[spam] [personal] perceiver model notes

Tue Jan 18 07:27:43 PST 2022

Figuring out Step 3b: Decoding

            decoder_outputs = self.decoder(
                query=decoder_query, # looks like just trainable parameters
                z=sequence_output, # this are the encoded hidden states
                query_mask=extended_attention_mask, # huh the mask is
maybe applied to the query
            )

# PerceiverBasicDecoder.forward()
layer_outputs = decoding_cross_attention(
  query,
  attention_mask=query_mask,
  inputs = z
)
logits = final_layer(layer_outputs[0])
return logits

# __init__
decoding_cross_attention = PerceiverLayer(
  is_cross_attention = True,
  kv_dim = d_latents,
  **kwparams # the rest of the dimensionality configuration is taken
from the call constructing the BasicDecoder
)
final_layer = nn.Linear(num_channels, output_num_channels)
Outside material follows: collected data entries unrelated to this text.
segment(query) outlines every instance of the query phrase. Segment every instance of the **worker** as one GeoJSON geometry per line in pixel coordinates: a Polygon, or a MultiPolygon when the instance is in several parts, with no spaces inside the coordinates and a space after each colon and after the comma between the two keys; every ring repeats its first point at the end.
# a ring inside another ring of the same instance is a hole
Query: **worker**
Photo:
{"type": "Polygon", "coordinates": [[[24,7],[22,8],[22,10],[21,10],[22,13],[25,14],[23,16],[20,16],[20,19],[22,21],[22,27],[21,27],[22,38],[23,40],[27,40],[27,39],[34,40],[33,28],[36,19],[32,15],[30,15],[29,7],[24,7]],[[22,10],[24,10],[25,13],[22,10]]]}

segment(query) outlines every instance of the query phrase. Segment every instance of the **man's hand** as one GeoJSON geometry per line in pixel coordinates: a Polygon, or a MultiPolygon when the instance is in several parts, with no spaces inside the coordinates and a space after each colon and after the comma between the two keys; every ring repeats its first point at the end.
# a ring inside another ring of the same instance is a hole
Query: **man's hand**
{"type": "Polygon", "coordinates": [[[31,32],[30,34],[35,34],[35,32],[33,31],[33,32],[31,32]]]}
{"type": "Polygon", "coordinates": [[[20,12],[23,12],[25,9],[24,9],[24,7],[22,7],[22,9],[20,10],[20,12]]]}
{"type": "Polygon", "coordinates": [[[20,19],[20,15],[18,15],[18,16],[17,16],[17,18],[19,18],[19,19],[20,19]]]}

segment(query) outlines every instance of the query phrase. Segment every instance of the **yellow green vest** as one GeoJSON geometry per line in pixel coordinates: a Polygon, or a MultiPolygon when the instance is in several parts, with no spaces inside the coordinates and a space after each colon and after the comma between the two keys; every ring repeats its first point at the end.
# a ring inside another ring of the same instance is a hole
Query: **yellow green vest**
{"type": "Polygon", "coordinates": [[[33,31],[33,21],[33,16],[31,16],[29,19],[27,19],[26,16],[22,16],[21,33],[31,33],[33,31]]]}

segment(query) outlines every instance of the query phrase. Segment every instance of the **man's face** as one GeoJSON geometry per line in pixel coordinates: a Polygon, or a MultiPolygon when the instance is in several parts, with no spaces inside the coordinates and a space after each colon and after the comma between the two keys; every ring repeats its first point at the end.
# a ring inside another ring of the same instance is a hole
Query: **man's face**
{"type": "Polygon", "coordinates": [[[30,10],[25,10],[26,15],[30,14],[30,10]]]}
So, basically the decoder is a cross attention layer just like the
first layer in the encoder.
The "query" is used for the "hidden states" parameter, and the
"inputs" are ferried along to the "inputs" parameter, as if it were an
encoder.  Just like the encoder, trainable parameters are used for the
auxiliary data, and the "inputs" are passed along as the "inputs"
data.

It would be helpful for me at some point to put time into learning the
kqv terminology inside the attention layers.  That would make these
layers less confusing.

Step 3:
Encoded hidden state -> PerceiverBasicDecoder cross attention with
embedding parameters -> PerceiverBasicDecoder linear redimensioning ->
Decoder outputs